Mélenchon, l'échec d'un discours

 

Les commentaires se multiplient sur la défaite de Jean-Luc Mélenchon à Hénin-Beaumont. Prenons par exemple Laurent Joffrin :

Son aventure reposait sur un postulat : pour ramener à gauche les classes populaires détournées par le vote FN ou l’abstention, il fallait radicaliser le langage, la tactique et le programme. […] il fallait en tout point déclarer la guerre au réformisme. Pour séduire les ouvriers déçus par la gauche, il fallait être beaucoup plus à gauche. C’est ce raisonnement, plus que le candidat Mélenchon, qui a échoué à Hénin-Beaumont.

Sur ce point, je suis d'accord : on a trop souvent expliqué le passage d'une partie du vote populaire de la gauche à l'extrême droite par le positionnement trop timide du Parti Socialiste. Comme si les "prolétaires" étaient naturellement à gauche, voire à l'extrême gauche, et qu'il suffisait de poser son filet au bon endroit pour les ramasser. Le double échec de Mélenchon montre que ce n'est pas le cas. Le discours traditionnel de la gauche révolutionnaire ne prend plus, en dehors du peuple de gauche, cette petite dizaine de pour cent des électeurs très politisés, qui restent fidèles à la radicalité communiste ou trotskyste.

11 avril 2012

L'économie est ailleurs

Lors des débats sur la hausse de la TVA – dite "sociale", puisqu'elle permet aux gens qui gagnent le moins d'augmenter leur participation au financement des services sociaux – on avançait cet argument qui me semblait, à l'époque, assez étrange : la hausse de la TVA serait une manière de taxer les importations en provenance de notre grand ennemi économique, la Chine. Je ne voyais pas comment on pouvait l'affirmer, puisqu'avec la TVA, on ne peut pas cibler les produits par leur origine industrielle. Parallèlement, la hausse de la TVA ne devait rien coûter aux consommateurs parce que la concurrence ferait baisser les prix. Cet argument là, je ne le comprenais pas non plus, une taxe comme la TVA étant justement neutre en termes de concurrence : si on augmente le prix de l'iPhone que j'ai envie d'acheter, ce n'est pas comme si j'allais me rabattre sur des poireaux français.

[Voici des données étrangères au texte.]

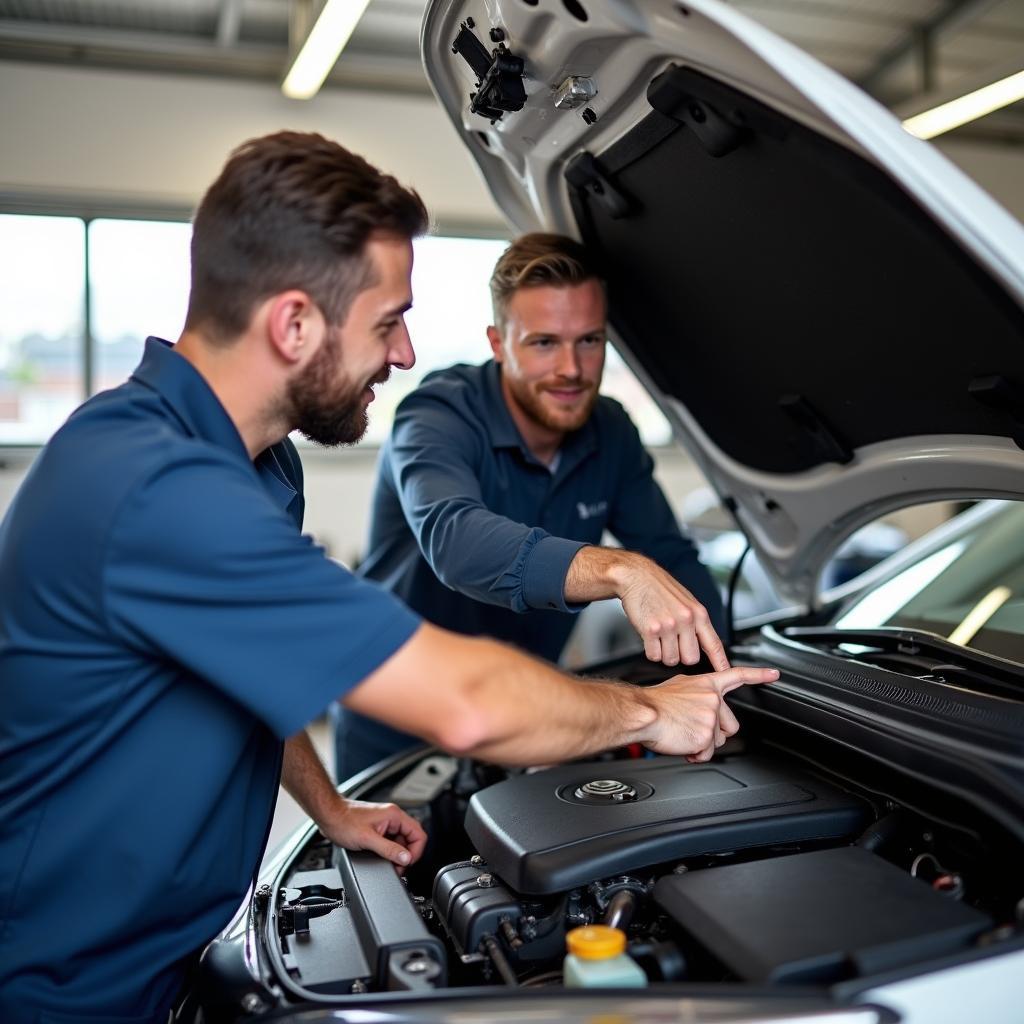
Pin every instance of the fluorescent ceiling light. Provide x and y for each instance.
(968, 108)
(323, 46)
(980, 614)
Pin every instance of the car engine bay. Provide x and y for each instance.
(778, 863)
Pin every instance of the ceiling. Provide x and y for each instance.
(899, 50)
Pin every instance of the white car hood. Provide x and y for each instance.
(830, 313)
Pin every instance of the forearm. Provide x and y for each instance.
(304, 776)
(480, 698)
(528, 713)
(596, 573)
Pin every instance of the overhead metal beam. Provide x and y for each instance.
(228, 23)
(952, 17)
(128, 50)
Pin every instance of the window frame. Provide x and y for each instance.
(91, 209)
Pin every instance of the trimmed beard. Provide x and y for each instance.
(323, 410)
(535, 409)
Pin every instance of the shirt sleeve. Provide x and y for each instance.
(433, 454)
(204, 570)
(642, 520)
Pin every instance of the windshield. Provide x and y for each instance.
(968, 588)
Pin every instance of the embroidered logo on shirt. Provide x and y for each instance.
(592, 510)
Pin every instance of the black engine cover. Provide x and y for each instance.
(552, 830)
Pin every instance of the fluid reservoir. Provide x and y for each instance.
(597, 958)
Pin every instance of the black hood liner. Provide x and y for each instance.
(788, 293)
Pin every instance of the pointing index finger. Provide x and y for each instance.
(744, 676)
(713, 647)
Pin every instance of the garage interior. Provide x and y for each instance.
(115, 111)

Les mois passent et je pense à autre chose. Puis, hier, alors que je commençais à songer à faire un billet pour expliquer mes réserves sur Mélenchon, sujet complexe et subtile s'il en fut, je tombe sur cet édito dans les Échos, plein de mépris et dédain pour les électeurs de Front de Gauche (partagés, d'après l'auteur, entre des staliniens quasi terroristes et des bobos conformistes). Le succès de Mélenchon doit être un grand soulagement pour certains, qui peuvent sortir des vieux arguments et clichés qui n'ont pas servi depuis la chute du mur. Bref, notre éditorialiste, Henri Dubreuil, finit son billet sur le SMIC à 1 700 euros :

Il reste malgré tout primordial de combattre les idées mortifères d’un diable rouge ayant troqué sa fourche pour une faucille. La simple idée de fixer à 1 700 euros le SMIC relève de la folie ou de la stupidité. Elle conduirait à la faillite des milliers d’entreprises à travers tout le pays. Et à ceux qui m’opposeraient la relance de la consommation, je rétorquerai : relance des importations. Couler notre économie pour faire le bonheur des Chinois ou des Allemands est tout sauf une idée digne d’un candidat à la présidentielle.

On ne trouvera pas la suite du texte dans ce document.